Properties with Foreclosure Filings Uptick as Pandemic Continues
ATTOM Data Solutions, Irvine, Calif., reported nearly 10,000 U.S. properties with foreclosure filings in August, up 11 percent from a month ago but down 81 percent from a year ago.
The firm’s U.S. Foreclosure Market Report showed 9,889 U.S. properties with foreclosure filings–default notices, scheduled auctions or bank repossessions–in August.
While foreclosure activity remains well below 2019 totals, there was a “significant increase” in foreclosure starts in August compared to July, said Rick Sharga, Executive Vice President at ATTOM subsidiary RealtyTrac. “Several states–including Florida and New York–that have had foreclosure moratoria in place have recently loosened some of their restrictions, which may explain the unexpected bump in the monthly numbers,” he said.
Nationwide, one in every 13,791 housing units had a foreclosure filing in August, ATTOM reported. States with the highest foreclosure rates included South Carolina (one in every 6,798 housing units with a foreclosure filing), Florida (one in every 7,338 housing units), Iowa (one in every 7,924 housing units), Maryland (one in every 8,435 housing units) and New Mexico (one in every 9,145 housing units).

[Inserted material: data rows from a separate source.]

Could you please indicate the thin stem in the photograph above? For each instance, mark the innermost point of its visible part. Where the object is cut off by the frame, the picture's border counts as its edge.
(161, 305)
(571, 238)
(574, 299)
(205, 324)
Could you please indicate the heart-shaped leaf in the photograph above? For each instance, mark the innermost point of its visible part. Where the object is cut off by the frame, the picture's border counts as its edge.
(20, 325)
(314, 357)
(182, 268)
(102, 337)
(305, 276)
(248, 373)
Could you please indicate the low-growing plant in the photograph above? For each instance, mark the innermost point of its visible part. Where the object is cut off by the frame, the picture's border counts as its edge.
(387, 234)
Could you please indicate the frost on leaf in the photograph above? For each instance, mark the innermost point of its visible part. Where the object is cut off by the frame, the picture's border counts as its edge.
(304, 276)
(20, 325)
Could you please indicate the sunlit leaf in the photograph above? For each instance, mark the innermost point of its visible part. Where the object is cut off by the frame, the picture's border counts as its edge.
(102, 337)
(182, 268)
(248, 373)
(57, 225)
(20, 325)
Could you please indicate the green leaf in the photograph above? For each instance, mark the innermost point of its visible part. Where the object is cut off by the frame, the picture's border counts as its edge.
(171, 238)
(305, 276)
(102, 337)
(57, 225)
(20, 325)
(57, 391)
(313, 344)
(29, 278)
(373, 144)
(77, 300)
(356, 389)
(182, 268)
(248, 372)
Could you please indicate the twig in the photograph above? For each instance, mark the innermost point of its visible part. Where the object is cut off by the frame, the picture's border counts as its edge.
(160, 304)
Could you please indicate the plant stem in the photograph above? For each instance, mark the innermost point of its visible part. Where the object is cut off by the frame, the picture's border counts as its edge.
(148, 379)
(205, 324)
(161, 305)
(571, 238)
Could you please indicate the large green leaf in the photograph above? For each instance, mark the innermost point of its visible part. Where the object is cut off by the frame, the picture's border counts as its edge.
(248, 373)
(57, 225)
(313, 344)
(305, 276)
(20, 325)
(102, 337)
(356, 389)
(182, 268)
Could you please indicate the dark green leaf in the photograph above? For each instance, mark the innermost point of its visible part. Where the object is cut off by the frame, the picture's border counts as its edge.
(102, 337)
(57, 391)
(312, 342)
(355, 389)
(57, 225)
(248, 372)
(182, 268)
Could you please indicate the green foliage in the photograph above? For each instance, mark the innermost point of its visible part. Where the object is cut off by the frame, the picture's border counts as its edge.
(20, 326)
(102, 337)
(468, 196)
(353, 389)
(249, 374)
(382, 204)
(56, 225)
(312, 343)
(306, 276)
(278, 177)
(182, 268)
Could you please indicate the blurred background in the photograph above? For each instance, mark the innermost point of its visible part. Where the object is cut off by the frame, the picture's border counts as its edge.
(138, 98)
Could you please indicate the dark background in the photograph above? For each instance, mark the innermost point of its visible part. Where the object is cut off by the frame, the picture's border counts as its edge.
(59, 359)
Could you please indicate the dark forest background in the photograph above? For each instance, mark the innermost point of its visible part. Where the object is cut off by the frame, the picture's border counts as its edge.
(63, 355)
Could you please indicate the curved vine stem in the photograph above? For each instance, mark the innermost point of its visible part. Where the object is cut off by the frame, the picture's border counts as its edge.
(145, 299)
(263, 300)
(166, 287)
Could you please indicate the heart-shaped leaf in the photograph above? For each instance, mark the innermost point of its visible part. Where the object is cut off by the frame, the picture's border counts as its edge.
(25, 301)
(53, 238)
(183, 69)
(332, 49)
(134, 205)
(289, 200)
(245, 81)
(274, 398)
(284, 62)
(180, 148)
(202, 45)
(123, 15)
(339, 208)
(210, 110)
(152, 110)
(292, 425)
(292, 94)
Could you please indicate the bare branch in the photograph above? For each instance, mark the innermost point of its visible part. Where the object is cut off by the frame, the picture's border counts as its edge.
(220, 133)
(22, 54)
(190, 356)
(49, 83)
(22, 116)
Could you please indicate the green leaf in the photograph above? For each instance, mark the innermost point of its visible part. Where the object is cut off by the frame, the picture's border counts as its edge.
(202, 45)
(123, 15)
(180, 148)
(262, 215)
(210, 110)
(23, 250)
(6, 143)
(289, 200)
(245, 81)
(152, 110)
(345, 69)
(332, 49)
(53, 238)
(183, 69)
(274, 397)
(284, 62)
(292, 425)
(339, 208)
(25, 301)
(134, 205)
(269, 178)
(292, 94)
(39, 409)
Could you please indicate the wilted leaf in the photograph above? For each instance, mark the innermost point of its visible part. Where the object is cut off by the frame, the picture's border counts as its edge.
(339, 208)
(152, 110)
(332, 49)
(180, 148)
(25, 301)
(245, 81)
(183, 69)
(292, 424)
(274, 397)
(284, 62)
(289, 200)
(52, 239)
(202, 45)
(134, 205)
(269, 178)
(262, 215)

Among the 220 metropolitan statistical areas with a population of at least 200,000, those with the highest foreclosure rates in August were Shreveport, La. (one in every 3,253 housing units with a foreclosure filing); Ocala, Fla. (one in every 3,283 housing units); Cedar Rapids, Iowa (one in every 3,429 housing units); Lakeland, Fla (one in every 3,516 housing units) and McAllen, Texas (one in every 3,535 housing units), the report said.
In large metropolitan areas with populations exceeding one million people, the worst foreclosure rates included Jacksonville, Fla. (one in every 5,877 housing units), Baltimore (one in every 5,988 housing units), Philadelphia (one in every 6,557 housing units), Louisville, Ky. (one in every 6,600 housing units) and Miami (one in every 6,757 housing units), ATTOM said.
While foreclosure starts are down annually in every state, some states saw slight increases from last month, Sharga said. In fact, several states posted double-digit month-over-month increases in foreclosure starts, including Florida, New York, Indiana, Mississippi and New Jersey.
“Many courthouses across the country have been closed or have had their caseloads dramatically reduced during the pandemic,” Sharga said. “It will be interesting to see if foreclosure starts continue to increase as these courthouses begin to re-open.”